No matter where you turn in Canada these days, governments are talking infrastructure. The latest example is the federal Liberals’ election commitment to spend almost $125 billion on infrastructure over the next 10 years. So how we go about procuring public infrastructure is of more than passing interest.
That’s why the Ontario auditor general’s (AG) December 2014 report was so surprising. In her report, the AG came to the conclusion that traditional procurement of public sector infrastructure would be superior to public-private-partnership (P3) procurement if projects were simply “managed better” by government. The conclusion was surprising because it ran contrary to the findings of a substantial body of academic and practitioner research across a number of jurisdictions. Recently, the new Liberal government announced that they would relax the requirement that municipal infrastructure projects that access federal funding be procured using a P3 approach.
What are P3s? P3s use the private sector to manage some combination of the design, construction, financing, operation and maintenance of a public infrastructure project. In contrast, traditional projects use the public sector to manage all aspects of the project, even though private sector firms typically do the actual construction.
Researchers at the Lawrence National Centre for Policy and Management at Western’s Ivey Business School were asked by a group of firms active in both procurement environments to compare the processes and incentive structures embedded in the two approaches. We began by developing a framework or logic model encompassing the traditional and P3 approaches to infrastructure procurement. We then used the framework to compare six cases of traditional and P3 procurement of health and transportation infrastructure.
Based on our investigation of the two approaches and the lessons we drew from the case studies, we believe that the P3 approach is generally superior because it brings to bear specialized expertise, incentives, and due diligence and accountability mechanisms that are not possible to replicate in the political environment in which public sector managers work. In other words, the structures within which public sector managers operate and the constraints they face make it impossible for them to match the performance that P3s can provide. While, as the AG suggests, some of the traditional procurement projects we examined could have been managed better, the incentives to manage them better were weak and incomplete.
There is no free lunch. P3 projects often cost more up front because they include the cost of transferring to the private sector the risk of budget over-runs and late delivery. P3 projects are generally a good deal because the private sector is better placed to manage those risks cost-effectively—a result of their specialized knowledge and the incentives and accountability mechanisms embedded in P3s.
Traditionally procured projects look cheaper at the front end because they fail to account for the risk of cost over-runs and late delivery. Also missing are the benefits of the innovative design features that sometimes appear when the project manager is minimizing total costs, including operating and maintenance over the whole lifetime of the public infrastructure.
We recognize that not all projects are best delivered by the P3 approach and we lay out conditions to help choose between the two approaches when considering specific projects. For example, smaller projects may not warrant the P3 approach. Sometimes risks cannot be priced because environmental or political conditions are too uncertain.
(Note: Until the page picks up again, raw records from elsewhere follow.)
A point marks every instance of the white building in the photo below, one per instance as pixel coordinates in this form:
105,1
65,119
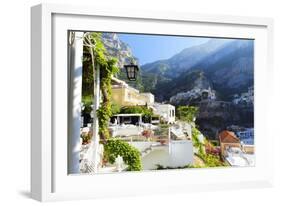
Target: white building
166,111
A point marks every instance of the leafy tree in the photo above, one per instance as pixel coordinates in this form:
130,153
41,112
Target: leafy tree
146,112
187,113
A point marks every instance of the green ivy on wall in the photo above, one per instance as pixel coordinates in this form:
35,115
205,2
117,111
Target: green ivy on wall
108,68
130,154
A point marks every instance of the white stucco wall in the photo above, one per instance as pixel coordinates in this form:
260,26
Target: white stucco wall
180,154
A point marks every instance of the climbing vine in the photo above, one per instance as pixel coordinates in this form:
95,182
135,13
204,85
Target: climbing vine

We agree with the auditor general that value-for-money analysis is key to determining which approach is best for specific projects and that continued work to refine methodologies is strongly recommended.
What is the bottom line for citizens confronting the avalanche of public sector infrastructure projects that we will need over the next decade if we are to modernize our economy and make our cities and towns more livable? P3 procurement will remain an important, cost-effective tool to ensure on time and on budget delivery of public infrastructure. P3s are not the whole answer, but they should be an important part of the toolkit we use to build Canada for the next generation.
Paul Boothe is professor and director of the Lawrence National Centre for Policy and Management at Western’s Ivey Business School.